According to Schaab (1844), Alban came to Mainz around 404 to convert Arians to Catholicism, but they decapitated him at Gartenfeld.

Hirschel (1855) alleged that both Alban and bishop Theonistus were expelled from Africa by the Arian Vandalic king Huneric, and that Mainz had no bishop when they arrived to proselytise the local Arians, who proceeded to expel Theonistus and behead Alban in Gartenfeld around 483.

Stadler (1858) remarked that the Hunnic destruction of Mainz (during which bishop Aureus was allegedly killed) occurred in 451 (just before the Battle of the Catalaunian Plains), not in 404 as some authors claimed, thereby rejecting the assertion that Alban was killed by Huns.

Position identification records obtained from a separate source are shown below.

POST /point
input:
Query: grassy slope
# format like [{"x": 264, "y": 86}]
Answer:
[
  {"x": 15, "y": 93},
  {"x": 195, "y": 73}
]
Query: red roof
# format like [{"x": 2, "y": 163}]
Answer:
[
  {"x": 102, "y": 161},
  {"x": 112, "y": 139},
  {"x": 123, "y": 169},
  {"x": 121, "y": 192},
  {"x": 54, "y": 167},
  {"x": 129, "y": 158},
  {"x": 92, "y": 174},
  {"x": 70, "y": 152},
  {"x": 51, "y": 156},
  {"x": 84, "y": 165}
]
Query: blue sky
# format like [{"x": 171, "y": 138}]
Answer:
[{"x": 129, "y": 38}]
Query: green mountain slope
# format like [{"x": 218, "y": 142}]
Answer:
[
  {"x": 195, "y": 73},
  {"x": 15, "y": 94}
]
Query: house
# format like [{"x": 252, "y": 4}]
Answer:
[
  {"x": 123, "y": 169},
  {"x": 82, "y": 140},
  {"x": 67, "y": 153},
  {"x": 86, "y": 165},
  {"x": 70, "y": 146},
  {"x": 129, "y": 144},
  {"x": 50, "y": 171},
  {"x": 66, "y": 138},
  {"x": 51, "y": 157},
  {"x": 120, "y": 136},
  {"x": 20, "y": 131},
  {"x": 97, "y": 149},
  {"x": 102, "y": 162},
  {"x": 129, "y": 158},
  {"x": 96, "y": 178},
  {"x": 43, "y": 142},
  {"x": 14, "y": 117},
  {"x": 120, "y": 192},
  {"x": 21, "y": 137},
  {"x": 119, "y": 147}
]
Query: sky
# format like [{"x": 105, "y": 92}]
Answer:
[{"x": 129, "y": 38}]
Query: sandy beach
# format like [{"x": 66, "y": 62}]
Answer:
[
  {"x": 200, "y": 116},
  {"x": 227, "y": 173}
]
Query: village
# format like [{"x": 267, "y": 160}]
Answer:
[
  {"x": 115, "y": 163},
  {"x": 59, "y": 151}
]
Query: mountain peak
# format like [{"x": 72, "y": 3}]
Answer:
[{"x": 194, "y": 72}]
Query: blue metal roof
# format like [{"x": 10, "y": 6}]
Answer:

A timeline of Mainz constructed by Franz Falk (chaplain at Worms) for the Nassauische Annalen (1873) put the killing of bishop Aureus during the Hunnic sack of Mainz on 16 June 403, the killing of Alban by the Huns on 21 June 406, and the Crossing of the Rhine (by Alans and Gepids) on 31 December 406, based on Rabanus' Martyrologium, Gozwin's Passio, Prosper of Aquitaine's chronicle and Jerome's Epistola ad Ageruchiam. Falk explained the 'Arian persecution' mentioned by Gozwin and Sigehart as meaning that the Huns were Arians, and their persecution was 'both political and religious'.

Smith & Wace (1877) wrote: "Albanus of Mentz, martyred at Mentz no one knows when, according to Baeda under Diocletian also, according to Sigebert (in Chron.), who says he had been driven from Philippi with Theonistus its bishop, in 425, and respecting whom Rabanus Maurus goes so far abroad as to call [Alban] an African bishop flying from Hunneric..."

Häuptli (2003) argued that Alban's cult became associated with that of Theonistus, who may have been a bishop of Philippi but who was confused with Thaumastus, a 5th-century bishop of Mainz.

Pelizaeus (2012) claimed that Mainz was conquered by the Vandals, Suebi and Burgundians in 406, during which Alban was killed.

In Watkins' reconstruction (2015), Alban was a Greek priest from the isle of Naxos, who was exiled by the Arians to Mainz, where he became a missionary; the local Arians killed him around 400.

== Legacy ==
A church and monastery were built in Mainz in 804 to honour Alban. A map of Fulda from 786 seems to have already mentioned a chapel in Mainz dedicated to Alban. It became the centre of Saint Alban's Abbey, a large Benedictine monastery, which was renovated by Charlemagne around 805. The monastery was devastated in 1557 and never renewed.

Albert II, Count of Namur founded the collegiate church of St. Alban at Namur in 1047. When the Diocese of Namur was created in 1559, it was expanded as St Aubin's Cathedral, which claims to possess relics of Alban of Mainz. He used to be commonly venerated in Wallonia, but barely in Flanders and the Netherlands. Alban was a rare example of a saint who was invoked for calamities in general rather than for a specific domain of problems that Catholics were dealing with.

Both Alban of Mainz and Alban of Verulamium are represented in art as carrying their head between their hands, having been beheaded.